Once again I fell under his smoky spell. Just when I thought I had risen above my old obsessions I found myself wrestling in his sheets after midnight. He responds with blankness, he no longer feels for me the way I seem to want for his attention. He is melancholy while I push buttons that I know are infallible. Less begging this year, more of an understanding, a Christmas tradition if you will.

And now I wait for my in house love to return, I wait with little remorse. Have I no heart? Or is it that I have too much heart, too many feelings? Too much feeling, touching. What now? I tend to be destructive in idle love, I need a jump start and I doubt Disneyworld will fill the void but I’ll give it a try.

Happy Birthday
Happy New Year
Another year full of hope on the horizon and yet I doubt it will be much different. Same listlessness, same absentminded philandering. More heart, less soul. More soul, less body.
Wishes, dreams and mostly schemes.

November 13, 2008

Looking for more information on the Moons

Maybe I’ll just go and cry alone at all of our love and everything I still think I'm missing. You are my beautiful being, the sleeper to my dreamer, the rock to my waves and yet with all that has and is becoming I feel lonely and still a little lost. I wish to slow dance to scratched records under twinkle lights with you while you want for television glow and hoppy beverages. Where and how have we made this happy medium my love? You have taken the crazed look from my eyes and replaced it with a glazed love-drunk stare. You saved me from myself and I only hope I have saved enough of myself to be eternally Me.

October 03, 2008

Two months later: giving up the old Obsessions and It's Love again

Listening to Built to Spills “Car” and thinking of the old days where I relished in our awkwardness and my keen ability to seem completely insane but be in total control of our relationship. I have done my best in these last months to break my lasting vice of the old Him. Small successes have been made and I am proud that the turmoil that these thoughts and obsessions were causing has subsided like the staunch heat of summer.

I once again find myself in what should be autumn and yet no leaves have changed here and my sweater speaks only of the incessant air conditioning.
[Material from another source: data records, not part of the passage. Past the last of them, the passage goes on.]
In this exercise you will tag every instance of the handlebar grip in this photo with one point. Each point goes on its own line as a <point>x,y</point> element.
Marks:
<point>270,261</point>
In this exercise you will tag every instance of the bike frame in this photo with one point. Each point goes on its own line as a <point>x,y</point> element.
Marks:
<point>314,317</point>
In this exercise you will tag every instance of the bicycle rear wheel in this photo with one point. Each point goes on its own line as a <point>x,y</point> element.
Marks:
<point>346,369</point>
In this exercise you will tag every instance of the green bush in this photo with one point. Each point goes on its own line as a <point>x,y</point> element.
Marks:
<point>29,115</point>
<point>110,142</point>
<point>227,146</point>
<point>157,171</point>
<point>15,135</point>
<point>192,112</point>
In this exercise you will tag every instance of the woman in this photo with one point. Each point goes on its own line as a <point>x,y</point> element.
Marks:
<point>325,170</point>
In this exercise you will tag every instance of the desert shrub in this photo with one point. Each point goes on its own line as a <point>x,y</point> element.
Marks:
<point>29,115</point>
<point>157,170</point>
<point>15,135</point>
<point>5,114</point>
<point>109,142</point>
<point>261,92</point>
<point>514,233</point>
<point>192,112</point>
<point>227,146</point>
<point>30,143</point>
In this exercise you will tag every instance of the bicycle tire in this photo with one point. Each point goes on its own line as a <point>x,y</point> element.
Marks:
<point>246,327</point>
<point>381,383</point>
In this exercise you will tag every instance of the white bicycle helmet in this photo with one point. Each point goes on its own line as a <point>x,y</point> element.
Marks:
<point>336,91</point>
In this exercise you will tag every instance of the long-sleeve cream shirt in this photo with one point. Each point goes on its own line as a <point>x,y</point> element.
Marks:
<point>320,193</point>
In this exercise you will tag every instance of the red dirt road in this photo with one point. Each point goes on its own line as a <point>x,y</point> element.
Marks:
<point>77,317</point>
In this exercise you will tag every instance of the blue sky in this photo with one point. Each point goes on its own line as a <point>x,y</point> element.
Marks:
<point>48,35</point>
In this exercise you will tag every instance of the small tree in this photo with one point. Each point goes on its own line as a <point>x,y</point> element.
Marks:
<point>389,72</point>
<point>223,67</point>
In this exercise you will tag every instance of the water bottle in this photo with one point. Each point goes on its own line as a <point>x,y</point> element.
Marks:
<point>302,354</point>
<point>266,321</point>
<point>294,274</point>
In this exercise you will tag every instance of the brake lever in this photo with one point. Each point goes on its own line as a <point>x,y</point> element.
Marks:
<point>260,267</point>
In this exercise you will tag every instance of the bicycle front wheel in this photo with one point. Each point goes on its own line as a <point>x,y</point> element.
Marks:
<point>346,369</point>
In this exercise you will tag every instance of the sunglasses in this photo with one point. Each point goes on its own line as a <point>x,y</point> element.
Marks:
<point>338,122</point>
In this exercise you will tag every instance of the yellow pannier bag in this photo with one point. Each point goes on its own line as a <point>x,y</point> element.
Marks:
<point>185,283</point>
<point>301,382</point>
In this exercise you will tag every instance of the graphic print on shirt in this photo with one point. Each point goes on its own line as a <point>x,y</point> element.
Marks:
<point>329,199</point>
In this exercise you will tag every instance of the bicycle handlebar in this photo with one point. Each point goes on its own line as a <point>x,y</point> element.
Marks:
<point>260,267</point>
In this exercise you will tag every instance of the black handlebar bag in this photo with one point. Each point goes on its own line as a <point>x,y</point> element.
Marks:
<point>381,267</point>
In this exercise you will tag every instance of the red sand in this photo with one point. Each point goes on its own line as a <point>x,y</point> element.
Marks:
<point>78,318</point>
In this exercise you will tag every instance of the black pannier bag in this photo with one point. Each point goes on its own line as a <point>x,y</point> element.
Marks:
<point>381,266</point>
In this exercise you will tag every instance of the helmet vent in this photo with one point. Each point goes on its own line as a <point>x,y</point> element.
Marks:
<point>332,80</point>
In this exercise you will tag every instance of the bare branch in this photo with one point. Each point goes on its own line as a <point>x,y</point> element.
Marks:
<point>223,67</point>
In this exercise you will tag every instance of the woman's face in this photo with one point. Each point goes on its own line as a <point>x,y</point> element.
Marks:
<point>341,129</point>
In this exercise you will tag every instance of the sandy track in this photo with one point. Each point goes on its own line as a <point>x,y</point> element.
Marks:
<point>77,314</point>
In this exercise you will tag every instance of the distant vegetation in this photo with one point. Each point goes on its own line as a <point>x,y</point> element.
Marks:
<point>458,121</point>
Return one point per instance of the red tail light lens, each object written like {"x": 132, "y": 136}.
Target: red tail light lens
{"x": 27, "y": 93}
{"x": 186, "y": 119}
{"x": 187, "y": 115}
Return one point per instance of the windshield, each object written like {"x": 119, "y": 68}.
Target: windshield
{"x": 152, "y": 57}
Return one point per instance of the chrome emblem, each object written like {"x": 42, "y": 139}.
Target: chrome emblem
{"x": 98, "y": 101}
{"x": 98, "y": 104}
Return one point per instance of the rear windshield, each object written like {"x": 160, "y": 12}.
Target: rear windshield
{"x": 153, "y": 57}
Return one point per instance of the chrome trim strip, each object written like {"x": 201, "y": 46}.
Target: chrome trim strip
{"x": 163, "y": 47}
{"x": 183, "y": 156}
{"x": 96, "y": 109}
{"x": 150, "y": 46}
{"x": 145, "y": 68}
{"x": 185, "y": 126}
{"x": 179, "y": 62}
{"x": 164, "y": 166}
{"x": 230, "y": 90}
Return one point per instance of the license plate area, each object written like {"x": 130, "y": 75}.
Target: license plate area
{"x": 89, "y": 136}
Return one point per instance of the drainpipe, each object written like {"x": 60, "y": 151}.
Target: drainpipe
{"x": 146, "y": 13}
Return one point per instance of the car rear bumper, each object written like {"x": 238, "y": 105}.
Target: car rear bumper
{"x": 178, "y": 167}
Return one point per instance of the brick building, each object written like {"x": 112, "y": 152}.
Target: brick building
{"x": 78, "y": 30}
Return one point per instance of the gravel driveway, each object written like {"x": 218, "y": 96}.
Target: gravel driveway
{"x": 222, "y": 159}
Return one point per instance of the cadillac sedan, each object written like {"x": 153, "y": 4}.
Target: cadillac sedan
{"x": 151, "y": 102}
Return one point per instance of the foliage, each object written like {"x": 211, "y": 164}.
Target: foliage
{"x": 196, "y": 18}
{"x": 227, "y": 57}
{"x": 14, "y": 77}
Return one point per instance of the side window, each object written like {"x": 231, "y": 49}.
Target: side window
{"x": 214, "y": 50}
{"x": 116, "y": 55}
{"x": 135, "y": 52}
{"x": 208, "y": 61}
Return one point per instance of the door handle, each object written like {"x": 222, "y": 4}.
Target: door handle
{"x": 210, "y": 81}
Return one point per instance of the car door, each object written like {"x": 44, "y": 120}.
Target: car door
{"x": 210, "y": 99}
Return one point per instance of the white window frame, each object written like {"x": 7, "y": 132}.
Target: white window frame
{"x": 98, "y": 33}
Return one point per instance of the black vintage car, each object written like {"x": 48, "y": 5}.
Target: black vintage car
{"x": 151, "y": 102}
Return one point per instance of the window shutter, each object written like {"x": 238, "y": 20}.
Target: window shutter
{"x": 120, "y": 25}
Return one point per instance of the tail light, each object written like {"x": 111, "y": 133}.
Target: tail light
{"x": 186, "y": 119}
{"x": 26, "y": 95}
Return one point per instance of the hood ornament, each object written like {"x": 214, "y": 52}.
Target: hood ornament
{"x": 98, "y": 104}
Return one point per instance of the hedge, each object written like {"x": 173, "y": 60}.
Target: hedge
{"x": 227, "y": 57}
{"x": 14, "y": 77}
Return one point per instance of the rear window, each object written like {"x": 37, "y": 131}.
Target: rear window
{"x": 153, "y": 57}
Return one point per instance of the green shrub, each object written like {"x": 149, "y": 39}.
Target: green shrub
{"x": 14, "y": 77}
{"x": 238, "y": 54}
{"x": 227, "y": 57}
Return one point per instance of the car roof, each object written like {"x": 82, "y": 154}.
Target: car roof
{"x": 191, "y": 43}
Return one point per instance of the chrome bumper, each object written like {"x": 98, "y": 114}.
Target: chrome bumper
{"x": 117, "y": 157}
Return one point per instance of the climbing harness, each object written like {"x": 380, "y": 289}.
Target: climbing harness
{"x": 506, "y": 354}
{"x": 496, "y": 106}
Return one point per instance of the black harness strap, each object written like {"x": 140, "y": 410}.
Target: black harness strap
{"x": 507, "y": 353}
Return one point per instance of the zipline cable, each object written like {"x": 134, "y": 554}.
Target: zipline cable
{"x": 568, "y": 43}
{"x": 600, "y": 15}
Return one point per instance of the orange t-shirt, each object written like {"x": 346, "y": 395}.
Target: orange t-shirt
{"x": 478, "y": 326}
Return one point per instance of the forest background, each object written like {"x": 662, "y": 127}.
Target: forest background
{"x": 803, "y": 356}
Most importantly Love has grown from where there was only a dry well. A lovely babbling brook of laughter and joy, smiles where there were tears and a clenched jaw, conversation where there was silent resentment, lust where there was disgust, companionship where there was deceit, trust where there were glares of jealousy but most importantly Love, again, from a best friend.

August 14, 2008

Well its almost like being in love

It smells like tears as I cry myself to wake. Through sobs I ask for your help and you say, “ I’m sleeping.” Well sweet prince as you lay in slumber I’m lost in life and silently plead and beg you to love me whilst I struggle to tolerate myself. It feels like an earthquake tearing through my soul. The image in the mirror is but a shell of my former vivaciousness. I plead to her come back to me, come back and go back to nights of wild ruin and days of sun soaked abandon. Have I chosen this life in exchange for the wonderful nightmare of a dream I used to live? It seems that way more and more. I try to tell you secrets and you make them into jokes, cant you see I need something much more then your carelessness. I need an intellectual, an artist, more than your muscles and muscle milk. You may look good on futuristic paper but your canvas in blank and mine is being shaken away like an etch a sketch where only specks, mere remnants of my former life cling there statically. I need a change and hopefully something will present its self before someone does.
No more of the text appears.